De la table commune, un ballon de notre conception surmonté d’une «Mutz» (casquette réglementaire) s’assurera désormais que la troupe ne sombre pas dans le laxisme. Il était temps: la diane se voyait repoussée chaque jour de plusieurs secondes, des canettes de bière avaient été surprises à découvert dans la poubelle et les mauvais jours quelques mollets téméraires s’étaient même affranchis des élastiques de jambes. Dans ces conditions tout le monde se montre satisfait de la venue du Général. Chacun lui adresse en entrant dans la pièce le salut solennel qu’impose son rang, sous peine de se voir infliger un tour de l’infirmerie à vélo. Au soir de son arrivée triomphale, une demie-bière lui est dédiée:
- Au Général Balls, fait l’un en prenant un air solennel.
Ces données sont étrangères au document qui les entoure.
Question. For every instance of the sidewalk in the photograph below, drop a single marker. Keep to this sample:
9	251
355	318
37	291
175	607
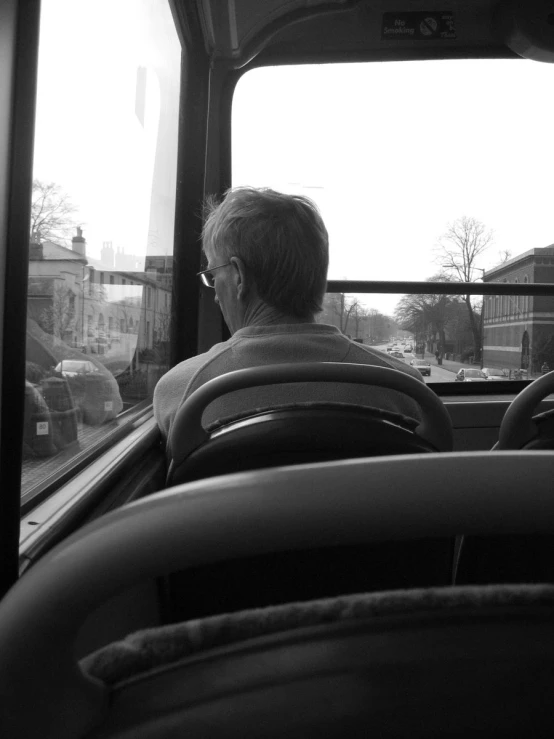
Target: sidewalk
452	366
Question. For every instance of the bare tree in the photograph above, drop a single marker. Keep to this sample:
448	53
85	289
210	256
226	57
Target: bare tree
338	308
458	252
59	318
51	212
425	315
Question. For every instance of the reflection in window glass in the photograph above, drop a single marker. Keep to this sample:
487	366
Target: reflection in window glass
101	235
446	333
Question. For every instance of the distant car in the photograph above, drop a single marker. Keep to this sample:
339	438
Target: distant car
494	374
76	367
422	365
471	375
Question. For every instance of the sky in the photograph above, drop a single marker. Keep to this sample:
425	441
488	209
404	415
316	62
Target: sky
391	152
394	152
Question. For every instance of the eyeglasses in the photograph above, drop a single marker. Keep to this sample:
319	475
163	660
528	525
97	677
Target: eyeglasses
206	275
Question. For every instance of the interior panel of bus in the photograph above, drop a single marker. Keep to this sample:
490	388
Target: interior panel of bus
314	568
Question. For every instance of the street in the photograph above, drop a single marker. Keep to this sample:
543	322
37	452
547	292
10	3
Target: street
438	374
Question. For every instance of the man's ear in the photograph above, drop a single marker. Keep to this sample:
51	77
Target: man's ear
242	279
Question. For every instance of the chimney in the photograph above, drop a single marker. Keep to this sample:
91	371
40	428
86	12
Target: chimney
35	247
78	243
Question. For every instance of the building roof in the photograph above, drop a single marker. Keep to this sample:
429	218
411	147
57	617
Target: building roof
53	251
491	274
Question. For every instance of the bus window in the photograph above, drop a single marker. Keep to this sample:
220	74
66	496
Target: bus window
102	223
414	186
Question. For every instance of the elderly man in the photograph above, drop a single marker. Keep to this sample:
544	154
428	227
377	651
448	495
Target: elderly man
267	259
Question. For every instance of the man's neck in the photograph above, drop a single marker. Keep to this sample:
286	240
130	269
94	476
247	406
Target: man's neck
261	314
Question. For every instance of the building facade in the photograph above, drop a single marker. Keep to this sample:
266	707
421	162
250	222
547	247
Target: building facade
519	330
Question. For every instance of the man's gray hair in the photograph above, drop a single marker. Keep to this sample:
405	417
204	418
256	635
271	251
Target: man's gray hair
282	241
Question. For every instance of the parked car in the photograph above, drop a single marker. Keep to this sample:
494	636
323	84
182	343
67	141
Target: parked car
471	375
76	367
494	374
422	365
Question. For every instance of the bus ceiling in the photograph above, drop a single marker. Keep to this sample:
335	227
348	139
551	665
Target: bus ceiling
264	32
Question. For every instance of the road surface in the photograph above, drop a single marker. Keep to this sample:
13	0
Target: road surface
438	374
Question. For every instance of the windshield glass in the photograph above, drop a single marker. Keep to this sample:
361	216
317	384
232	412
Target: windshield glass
415	183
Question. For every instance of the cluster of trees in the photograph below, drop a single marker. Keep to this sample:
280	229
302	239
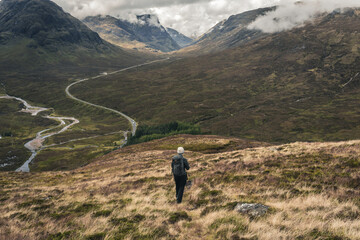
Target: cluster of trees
145	133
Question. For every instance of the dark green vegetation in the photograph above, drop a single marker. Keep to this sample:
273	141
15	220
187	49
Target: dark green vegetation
16	129
42	50
146	133
288	86
38	35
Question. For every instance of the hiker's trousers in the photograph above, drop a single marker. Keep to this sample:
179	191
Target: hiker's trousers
180	182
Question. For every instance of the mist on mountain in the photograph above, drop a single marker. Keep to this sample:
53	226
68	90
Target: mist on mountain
292	14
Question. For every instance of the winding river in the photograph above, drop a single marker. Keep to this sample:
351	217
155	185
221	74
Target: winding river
36	144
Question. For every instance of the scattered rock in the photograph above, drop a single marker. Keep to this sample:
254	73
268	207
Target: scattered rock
252	209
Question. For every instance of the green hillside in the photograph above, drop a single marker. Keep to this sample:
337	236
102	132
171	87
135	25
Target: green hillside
288	86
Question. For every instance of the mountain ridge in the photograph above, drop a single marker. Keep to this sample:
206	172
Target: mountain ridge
146	33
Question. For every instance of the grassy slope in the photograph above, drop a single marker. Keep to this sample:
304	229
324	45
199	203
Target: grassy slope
42	78
16	129
284	87
312	189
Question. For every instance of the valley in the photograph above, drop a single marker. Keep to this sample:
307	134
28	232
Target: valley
93	107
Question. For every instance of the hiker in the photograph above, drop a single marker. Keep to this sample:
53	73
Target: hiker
178	166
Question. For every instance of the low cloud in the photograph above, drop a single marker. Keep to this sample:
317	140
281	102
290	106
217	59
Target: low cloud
191	17
292	14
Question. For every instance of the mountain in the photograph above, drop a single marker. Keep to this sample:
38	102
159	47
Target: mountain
309	189
229	33
146	32
35	33
301	84
180	38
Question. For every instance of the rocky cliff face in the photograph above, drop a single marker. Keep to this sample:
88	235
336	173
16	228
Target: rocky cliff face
147	32
38	33
229	33
45	22
180	38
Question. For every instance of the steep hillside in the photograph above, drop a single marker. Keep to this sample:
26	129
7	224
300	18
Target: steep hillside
36	34
301	84
228	33
180	38
146	33
312	191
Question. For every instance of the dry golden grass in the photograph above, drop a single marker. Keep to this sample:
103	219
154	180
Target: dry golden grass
312	190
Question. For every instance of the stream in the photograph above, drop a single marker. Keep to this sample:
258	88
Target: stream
36	144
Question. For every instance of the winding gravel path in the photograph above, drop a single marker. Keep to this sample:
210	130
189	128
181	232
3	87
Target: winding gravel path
132	122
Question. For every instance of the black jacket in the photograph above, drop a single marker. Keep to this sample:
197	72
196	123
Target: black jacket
175	160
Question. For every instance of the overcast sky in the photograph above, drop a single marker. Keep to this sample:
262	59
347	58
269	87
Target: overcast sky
191	17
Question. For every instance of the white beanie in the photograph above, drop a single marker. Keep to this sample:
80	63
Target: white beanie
181	150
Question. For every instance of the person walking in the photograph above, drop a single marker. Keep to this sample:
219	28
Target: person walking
178	166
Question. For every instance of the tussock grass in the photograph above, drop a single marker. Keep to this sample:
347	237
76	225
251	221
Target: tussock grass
312	190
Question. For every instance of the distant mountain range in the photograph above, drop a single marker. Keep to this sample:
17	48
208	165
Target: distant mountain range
38	33
145	33
229	33
300	84
180	38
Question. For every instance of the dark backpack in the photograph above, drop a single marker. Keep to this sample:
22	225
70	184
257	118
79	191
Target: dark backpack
178	167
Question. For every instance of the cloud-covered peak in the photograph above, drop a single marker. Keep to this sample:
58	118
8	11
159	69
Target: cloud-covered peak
290	14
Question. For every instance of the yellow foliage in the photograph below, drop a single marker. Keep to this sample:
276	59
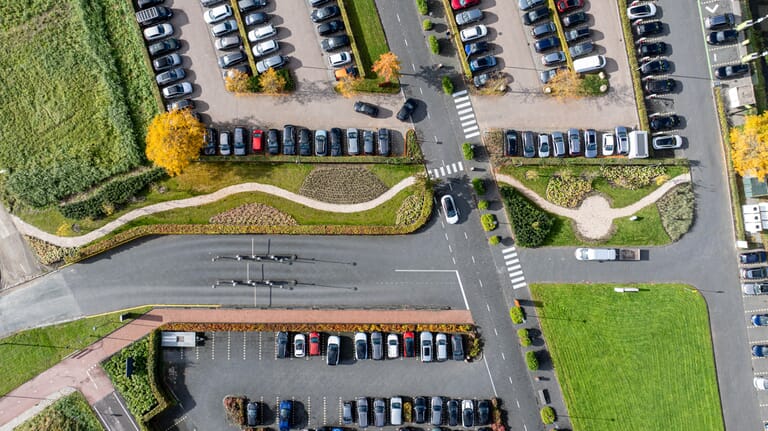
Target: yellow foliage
387	66
271	82
174	139
237	82
750	146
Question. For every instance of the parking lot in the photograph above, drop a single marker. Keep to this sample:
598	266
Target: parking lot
246	363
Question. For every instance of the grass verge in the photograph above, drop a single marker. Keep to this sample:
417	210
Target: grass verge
28	353
637	361
70	412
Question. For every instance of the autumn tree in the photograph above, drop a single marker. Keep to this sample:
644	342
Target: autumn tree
237	81
387	66
271	82
750	146
174	139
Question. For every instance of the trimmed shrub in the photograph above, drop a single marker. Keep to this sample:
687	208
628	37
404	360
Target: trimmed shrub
447	85
469	152
479	185
525	339
422	7
548	415
488	221
530	224
517	315
676	210
434	44
531	360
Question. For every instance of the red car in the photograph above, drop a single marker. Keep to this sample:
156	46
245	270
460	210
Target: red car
409	345
314	344
569	5
463	4
257	144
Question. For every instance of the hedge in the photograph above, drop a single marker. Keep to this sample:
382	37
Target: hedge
530	224
116	192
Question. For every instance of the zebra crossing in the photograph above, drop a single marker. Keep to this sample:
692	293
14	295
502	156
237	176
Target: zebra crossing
514	268
446	170
466	114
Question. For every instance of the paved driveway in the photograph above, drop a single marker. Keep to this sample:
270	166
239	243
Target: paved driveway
514	47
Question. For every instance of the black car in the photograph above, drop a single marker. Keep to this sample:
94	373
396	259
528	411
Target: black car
289	143
419	410
330	27
665	122
751	257
574	19
651	48
164	47
654	66
305	142
335	42
367	109
249	5
282	344
325	13
546	44
660	86
273	142
336	142
722	37
649	28
510	143
383	142
407	110
733	71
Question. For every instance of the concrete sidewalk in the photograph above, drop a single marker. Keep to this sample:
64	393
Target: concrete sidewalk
77	241
81	370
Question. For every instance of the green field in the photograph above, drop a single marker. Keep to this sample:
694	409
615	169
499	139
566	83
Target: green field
633	361
29	353
75	89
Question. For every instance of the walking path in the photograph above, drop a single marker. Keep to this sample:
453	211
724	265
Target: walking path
81	370
78	241
594	217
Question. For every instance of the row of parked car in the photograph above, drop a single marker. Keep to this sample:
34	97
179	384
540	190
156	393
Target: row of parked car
318	142
458	412
393	347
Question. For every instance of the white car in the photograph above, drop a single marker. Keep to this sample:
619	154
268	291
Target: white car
450	210
299	345
159	31
219	13
667	142
340	59
266	47
646	10
393	348
473	33
608	144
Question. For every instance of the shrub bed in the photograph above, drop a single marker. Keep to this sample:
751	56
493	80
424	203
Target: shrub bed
676	210
342	185
254	214
530	224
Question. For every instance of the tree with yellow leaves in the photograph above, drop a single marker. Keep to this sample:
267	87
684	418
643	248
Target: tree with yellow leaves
271	82
750	146
387	66
237	82
174	139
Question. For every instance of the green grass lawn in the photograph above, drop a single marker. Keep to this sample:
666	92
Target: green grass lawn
67	122
70	412
631	362
29	353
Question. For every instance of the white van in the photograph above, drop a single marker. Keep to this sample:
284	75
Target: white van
589	64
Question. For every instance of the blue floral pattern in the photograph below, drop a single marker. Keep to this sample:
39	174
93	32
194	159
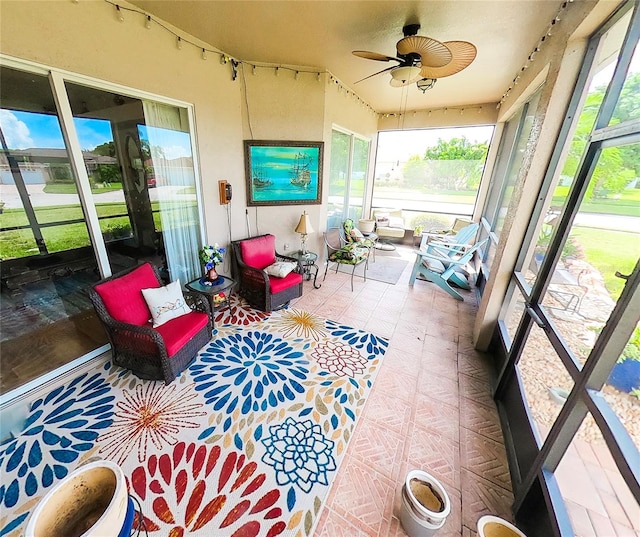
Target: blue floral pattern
271	401
371	344
299	453
60	426
268	370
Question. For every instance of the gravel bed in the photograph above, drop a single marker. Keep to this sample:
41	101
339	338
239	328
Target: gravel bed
542	370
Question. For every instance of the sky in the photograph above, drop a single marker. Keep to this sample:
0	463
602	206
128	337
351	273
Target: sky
26	130
400	145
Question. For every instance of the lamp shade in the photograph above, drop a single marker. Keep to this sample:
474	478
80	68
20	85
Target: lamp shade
405	73
304	226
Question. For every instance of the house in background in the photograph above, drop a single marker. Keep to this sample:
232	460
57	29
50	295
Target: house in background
193	80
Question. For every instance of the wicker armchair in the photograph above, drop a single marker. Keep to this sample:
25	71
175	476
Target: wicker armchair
264	292
159	353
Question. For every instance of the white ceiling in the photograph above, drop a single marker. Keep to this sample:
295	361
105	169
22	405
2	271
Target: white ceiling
321	35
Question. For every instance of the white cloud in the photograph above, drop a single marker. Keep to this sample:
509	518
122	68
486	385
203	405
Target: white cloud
16	133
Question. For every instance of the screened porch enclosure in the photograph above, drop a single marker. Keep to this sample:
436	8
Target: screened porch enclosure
92	181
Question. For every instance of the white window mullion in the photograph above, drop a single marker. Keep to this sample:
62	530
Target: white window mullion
80	171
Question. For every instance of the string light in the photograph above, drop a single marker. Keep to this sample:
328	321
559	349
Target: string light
224	58
553	24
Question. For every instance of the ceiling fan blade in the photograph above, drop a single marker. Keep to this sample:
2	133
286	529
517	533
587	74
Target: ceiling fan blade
463	54
378	73
374	56
431	52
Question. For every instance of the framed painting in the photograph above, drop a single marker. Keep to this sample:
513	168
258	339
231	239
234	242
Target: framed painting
288	173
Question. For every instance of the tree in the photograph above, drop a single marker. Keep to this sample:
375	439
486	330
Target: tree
454	164
617	166
108	149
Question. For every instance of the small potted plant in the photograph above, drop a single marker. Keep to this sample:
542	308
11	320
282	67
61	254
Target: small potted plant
211	256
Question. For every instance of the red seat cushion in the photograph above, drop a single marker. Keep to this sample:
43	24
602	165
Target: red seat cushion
123	296
259	252
177	332
280	284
- A Balls! répondent les autres décontractés par la fantaisie.

Le choix de ce grade qui en tant de paix n’est pas attribué en Suisse force l’absurdité du scénario. Dans un pays qui n’a pris part à aucun conflit depuis deux siècles, parler d’une intervention armée même défensive relève pour beaucoup du trait d’esprit. Pour se convaincre du bien-fondé de notre activité, on préférera insister sur d’autres rôles dévolus à l’institution qui nous emploie, telle que l’aide en cas de catastrophe ou les engagements en faveur du maintien de la paix. Trois cents militaires suisses sont par exemple mobilisés au Kosovo, en Corée et dans seize autres Etats. Si malgré tout la frustration l’emporte, misez sur le second degré. De même un certain culot dans le jeu avec les limites vous fera mieux digérer l’impression désagréable de galvauder votre temps; ce sont les bêtises qui feront les anecdotes de demain, comme cette partie de bowling organisée sur le parquet du couloir dont la longueur appelait à la créativité.

Aucune figure d’autorité militaire dans le bâtiment, c’est un fait. Mais les «San» (les sanitaires en langage d’initié) ne sont pas pour autant en roue libre: une infirmière civile s’en occupe, à la manière d’une véritable maman. La tutelle de Florence Baier n’a rien de contraignant: elle s’assure seulement que l’infirmerie fonctionne à tous les échelons. En particulier le nôtre puisqu’il s’agit à n’en pas douter du maillon faible de la structure: aucun de nous n’a de formation médicale, personne n’est ici de son propre gré et le turnover dans nos rangs ne permet pas de s’aguerrir.